Ansgar Schlautmann, a principal at Arthur D. Little, pointed out that the maturing of the 4G network will take time, as it is hardly rolled out yet and is scattered in terms of megahertz bands.
“We are going to have 2G for a longtime in general,” says Schlautmann.
Despite the belief that 2G will stay around, some carriers such as AT&T (Dallas, Texas, USA) have taken major steps to shut down 2G networks. AT&T is no longer certifying 2G modules and just recently asked all 2G customers to upgrade to 3G.
The effect, according to Duke-Woolley, is that the CDMA market has grown, as well as T-Mobile’s customer base.
“It’s counterproductive to force the market into something it doesn’t want to do,” says Duke-Woolley.

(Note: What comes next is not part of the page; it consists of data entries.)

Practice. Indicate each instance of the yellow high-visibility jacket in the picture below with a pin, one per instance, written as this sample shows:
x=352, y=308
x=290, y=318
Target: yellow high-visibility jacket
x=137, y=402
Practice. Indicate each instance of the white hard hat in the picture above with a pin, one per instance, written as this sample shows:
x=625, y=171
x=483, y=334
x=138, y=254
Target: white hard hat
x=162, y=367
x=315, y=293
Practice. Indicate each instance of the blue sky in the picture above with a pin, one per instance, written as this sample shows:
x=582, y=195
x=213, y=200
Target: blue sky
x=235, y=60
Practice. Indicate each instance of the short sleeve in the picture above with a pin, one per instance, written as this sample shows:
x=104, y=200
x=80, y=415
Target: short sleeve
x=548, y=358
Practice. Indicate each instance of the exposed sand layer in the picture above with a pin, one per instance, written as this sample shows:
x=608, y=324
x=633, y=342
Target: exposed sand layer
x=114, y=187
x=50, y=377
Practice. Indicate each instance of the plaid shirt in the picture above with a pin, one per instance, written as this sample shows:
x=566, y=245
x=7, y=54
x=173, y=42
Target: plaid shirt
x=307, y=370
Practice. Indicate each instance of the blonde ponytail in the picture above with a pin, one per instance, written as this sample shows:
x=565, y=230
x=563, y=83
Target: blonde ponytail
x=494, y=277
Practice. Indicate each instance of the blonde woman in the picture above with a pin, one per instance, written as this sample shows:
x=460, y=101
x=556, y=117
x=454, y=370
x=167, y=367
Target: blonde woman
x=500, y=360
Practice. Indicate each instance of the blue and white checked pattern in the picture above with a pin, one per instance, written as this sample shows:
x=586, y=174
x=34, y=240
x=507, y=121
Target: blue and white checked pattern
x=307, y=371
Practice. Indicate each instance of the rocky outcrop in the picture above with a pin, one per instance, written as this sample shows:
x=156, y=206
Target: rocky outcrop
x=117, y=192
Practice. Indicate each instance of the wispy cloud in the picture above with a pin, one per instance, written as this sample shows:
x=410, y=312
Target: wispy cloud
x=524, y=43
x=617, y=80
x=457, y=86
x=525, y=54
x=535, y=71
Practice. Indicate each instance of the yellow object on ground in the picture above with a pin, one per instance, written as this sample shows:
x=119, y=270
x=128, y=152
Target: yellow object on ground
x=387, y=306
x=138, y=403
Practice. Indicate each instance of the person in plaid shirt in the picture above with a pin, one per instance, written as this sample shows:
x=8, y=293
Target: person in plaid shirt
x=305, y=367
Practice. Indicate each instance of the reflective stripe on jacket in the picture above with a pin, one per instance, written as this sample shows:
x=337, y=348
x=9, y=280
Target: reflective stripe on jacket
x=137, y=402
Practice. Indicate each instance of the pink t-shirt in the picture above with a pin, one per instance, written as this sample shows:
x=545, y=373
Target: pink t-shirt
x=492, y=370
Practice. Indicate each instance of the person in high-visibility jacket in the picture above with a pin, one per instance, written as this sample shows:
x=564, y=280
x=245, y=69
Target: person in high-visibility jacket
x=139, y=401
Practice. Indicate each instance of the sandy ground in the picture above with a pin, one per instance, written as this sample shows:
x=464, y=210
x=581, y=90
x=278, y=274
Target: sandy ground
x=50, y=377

Not only is it counterproductive, but it has the potential to effect the M2M industry in a negative way since many products currently deployed are based on 2G technology.
“Telcos will need to take that into consideration,” says Schlautmann.
In a separate interview at CeBIT with Cyril Zeller, senior sales director of the global telematics segment at Telit, weighed in on the carriers indecision on the 2G network.
“It creates turmoil in the market because nobody knows what to design,” says Zeller. “Should we design 2G, 3G, CDMA, GSM, nobody knows.”
It seems for now that the fate of the 2G network in the hands of the telecom network providers. But everyone seems to agree that no matter what network is shut down a decision needs to be made.
“It’s not the technology choice,” says Hatton. “It’s the certainty of the technology choice.”